Abortion woes for Obama?
Amidst all his economic challenges, President-elect Obama is heading towards a showdown with America’s Catholic bishops over the issue of abortion.
At their bi-annual meeting in November, the president of the bishops’ conference, Cardinal Francis George of Chicago, said that while the bishops “rejoice” at the election of an African-American president, they should confront him over his support of abortion rights.
President-elect Obama’s views on abortion are reflected in the party platform. The Democrats support a woman’s right to choose. But very significantly the abortion plank was extended this year to include measures to reduce abortion. These involve strengthening the social and economic safety net to enable more women to bring their pregnancies to term.
It would seem at first glance that programs to reduce abortion are something that both sides of the abortion debate could agree on. But that is not the case, at least with the leadership of the Catholic church in the United States and also in Canada.
Cardinal George said in a news conference that while the bishops supported “social welfare programs that come to the aid of the poor,” they also would continue to lobby for legislative and legal restrictions on abortion.
It would seem from this and other episcopal statements that the primary objective of the bishops is not only the reduction of abortions but their elimination.
This reveals the inherent weakness of the bishops’ position. It is simply not realistic to think that the United States (or any other western country) will pass laws and restrictions that will criminalize abortion.
The American Catholic bishops have been at war for a long time on the abortion issue. But, after having spent an enormous amount of political capital on this issue, it is difficult to see that they are any closer to their objective, the elimination of abortions.
Nor do Catholics themselves seem to support the bishops unqualifiedly. Most polls show that about the same proportion of Catholics in the United States and Canada support a policy of restricted abortions as do the rest of the population. And despite the warnings of a number of bishops not to vote for a pro-choice candidate, exit polls found that 54 percent of Catholic voters supported the Obama-Biden ticket.
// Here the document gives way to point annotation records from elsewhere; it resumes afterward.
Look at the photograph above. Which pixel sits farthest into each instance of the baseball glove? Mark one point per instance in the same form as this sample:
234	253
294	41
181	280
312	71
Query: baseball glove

Is it likely that a growing number of American and Canadian Catholics are realizing there is more merit in the gradualist approach (reducing abortions) than the absolutist one (trying to eliminate them altogether). Is it also possible that the pro-choice group is more effective in reducing abortions than the pro-life group is? And what a relief it would be if both groups abandoned their sterile debate on abortions and pooled their resources to reduce them.
It would seem that the key to lowering the rate of abortion is preventing the number of unwanted pregnancies. Pro-choice supporters such as President-elect Obama and his running mate, Joe Biden, a practising Catholic, champion wider access to birth control. It’s also been pro-choice elected officials who have fought for insurance coverage of the procedure and the introduction of new and more effective contraception.
Only 11 per cent of sexually active American women forego contraception, and this 11 percent account for half the abortions in the United States. Both Senators Obama and Biden support the comprehensive sex-education programs that seem to work as opposed to advocating no-sex-until marriage programs which do not.
In addition to abortion, the bishops also said they were concerned that President-elect Obama was reportedly planning to overturn President Bush’s directive that banned most research on embryonic stem cells.
As the bishops wrapped up their meeting, the abortion debate continues. But one thing is sure. The absolutist position, eliminating all abortions because they are considered murder, will not be realized now or later in either Canada or the United States. The gradualist position, reducing abortions as much as possible, will carry the day. It is indeed a pity that the bishops do not realize that their absolutism does not help their cause, it hinders it.
However the bishops confront him on the abortion issue, it would seem that President-elect Obama has most Americans, including Catholics, with him on his policy to reduce abortion.